Я задрожал и поднял воротник пальто.
— Нет, — смело сказал я, выходя в ворота. — Лондон не вызывает у меня ни малейшего интереса. Я не бизнесмен. Я вернулся домой, и здесь я останусь. — Я протянул ему руку. Мое пожатие было твердым. Его — нет, рука его нерешительно дрожала в моей. Я посмотрел на него и прочитал в его старческих глазах доброту — доброту и огромное беспокойство за меня. И страх. Но он ничего не сказал, только подошел вместе со мной к обочине дороги и смотрел, как я ухожу, а потом вернулся в церковь.
На углу я оглянулся. С вересковых пустошей дул на редкость холодный ветер, раскачивая ветви кладбищенских тисов. Под ними, глядя мимо меня на холмик свежей земли над могилой моей родственницы, стоял мальчик, оборванный, бледный, худенький и такой же явный, реальный, видимый для меня, каким он был всегда.
Я отвернулся прежде, чем он успел оглянуться и на меня посмотреть, и, ускорив шаг, поспешил прочь.
Я предположил, что присутствовавшие на похоронах просто разбрелись по своим домам. Если они и собрались где-то на поминки, меня туда не позвали.
Я вернулся в гостиницу, съел немного холодного мяса и хлеба на ленч вместе с посетителями из местных, прочитал газету, написал несколько писем, в том числе и Куинсбриджам, где подробно изложил все случившееся и излил многие из моих потаенных чувств. И правда, я с тоской думал обо всем — о Пайре и об их обществе, о времени, что я там провел, и даже о моих комнатах в доме номер 7 по Прикеттс-Грин. Здесь я чувствовал себя одиноким и чужим, и если я сожалел о том, что сказал приходскому священнику о моем вступлении в наследование Киттискар-Холлом, то не потому, что на меня повлияло его нескрываемое беспокойство, и, конечно, не из-за очередного появления мальчика, но просто из-за гнетущего чувства разочарования, которое охватило меня сейчас.

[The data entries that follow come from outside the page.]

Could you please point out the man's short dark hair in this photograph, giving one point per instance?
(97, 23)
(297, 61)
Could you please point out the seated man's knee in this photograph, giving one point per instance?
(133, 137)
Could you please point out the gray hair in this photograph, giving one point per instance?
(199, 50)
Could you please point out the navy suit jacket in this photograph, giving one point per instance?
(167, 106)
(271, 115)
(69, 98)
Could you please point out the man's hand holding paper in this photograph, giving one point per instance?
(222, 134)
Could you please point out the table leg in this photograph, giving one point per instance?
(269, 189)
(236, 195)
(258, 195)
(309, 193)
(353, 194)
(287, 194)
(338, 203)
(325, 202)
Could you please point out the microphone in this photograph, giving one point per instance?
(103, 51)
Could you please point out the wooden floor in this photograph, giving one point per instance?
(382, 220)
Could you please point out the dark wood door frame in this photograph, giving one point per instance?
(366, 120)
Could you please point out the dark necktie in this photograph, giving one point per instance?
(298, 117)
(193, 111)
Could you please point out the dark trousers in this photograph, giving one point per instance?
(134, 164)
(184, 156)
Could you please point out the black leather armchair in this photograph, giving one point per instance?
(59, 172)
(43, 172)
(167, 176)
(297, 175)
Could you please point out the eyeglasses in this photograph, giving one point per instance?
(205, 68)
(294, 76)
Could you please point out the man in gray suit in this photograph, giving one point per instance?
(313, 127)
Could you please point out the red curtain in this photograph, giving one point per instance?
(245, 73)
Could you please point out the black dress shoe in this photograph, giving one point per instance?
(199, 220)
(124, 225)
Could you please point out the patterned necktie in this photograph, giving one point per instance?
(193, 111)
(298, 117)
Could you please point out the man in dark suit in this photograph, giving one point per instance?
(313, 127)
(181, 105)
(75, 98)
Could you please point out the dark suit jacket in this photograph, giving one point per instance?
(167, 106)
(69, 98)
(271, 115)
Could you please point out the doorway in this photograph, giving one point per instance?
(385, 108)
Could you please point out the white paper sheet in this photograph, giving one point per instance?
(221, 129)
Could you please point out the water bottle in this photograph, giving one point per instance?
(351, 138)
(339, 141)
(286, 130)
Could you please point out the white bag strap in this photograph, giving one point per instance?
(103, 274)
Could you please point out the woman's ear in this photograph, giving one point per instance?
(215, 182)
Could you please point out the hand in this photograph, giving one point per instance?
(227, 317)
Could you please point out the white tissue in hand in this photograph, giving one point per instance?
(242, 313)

В конце концов, вскоре после трех пополудни, я решил снова подняться в Киттискар, осмотреть Холл и начать привыкать к нему, строить планы и посмотреть, смогу ли я чувствовать себя там как дома.
Ветер дул мне в лицо, взбираться вверх по вересковой пустоши было трудно, но виды с вершины в солнечный день были великолепны, и такое ощущение бодрости вызывали во мне эти северные сельские просторы, которые я уже начинал любить, что настроение мое поднималось, пока я шел, слушая жалобное блеянье овец и крики птиц.
Во время этой прогулки в голове у меня сложился целый список вопросов. Прежде всего меня интересовало, относятся ли к Холлу какие-нибудь земли, или я мог бы приобрести немного земли в собственность, чтобы завести несколько овец, и чтобы было где пострелять, и ручей, в котором можно удить рыбу. Я видел дом, постепенно преобразующийся в уютное жилище джентльмена, не роскошное (да и в любом случае на роскошь у меня не было денег), но приветливое, с книгами, доброй собакой и садом, возвращенным к прежнему виду, место, где я мог бы принимать гостей. Возможно, где-то в подсознании у меня даже была мысль, что в один прекрасный день Киттискар станет домом, в который я мог бы привести жену, и тогда он будет действительно наполнен семейным счастьем и голосами детей.
Подобные сантименты не казались мне ни в малейшей степени глупыми, так воодушевили и наполнили меня энергией прогулка по верескам и мысли о моем наследстве.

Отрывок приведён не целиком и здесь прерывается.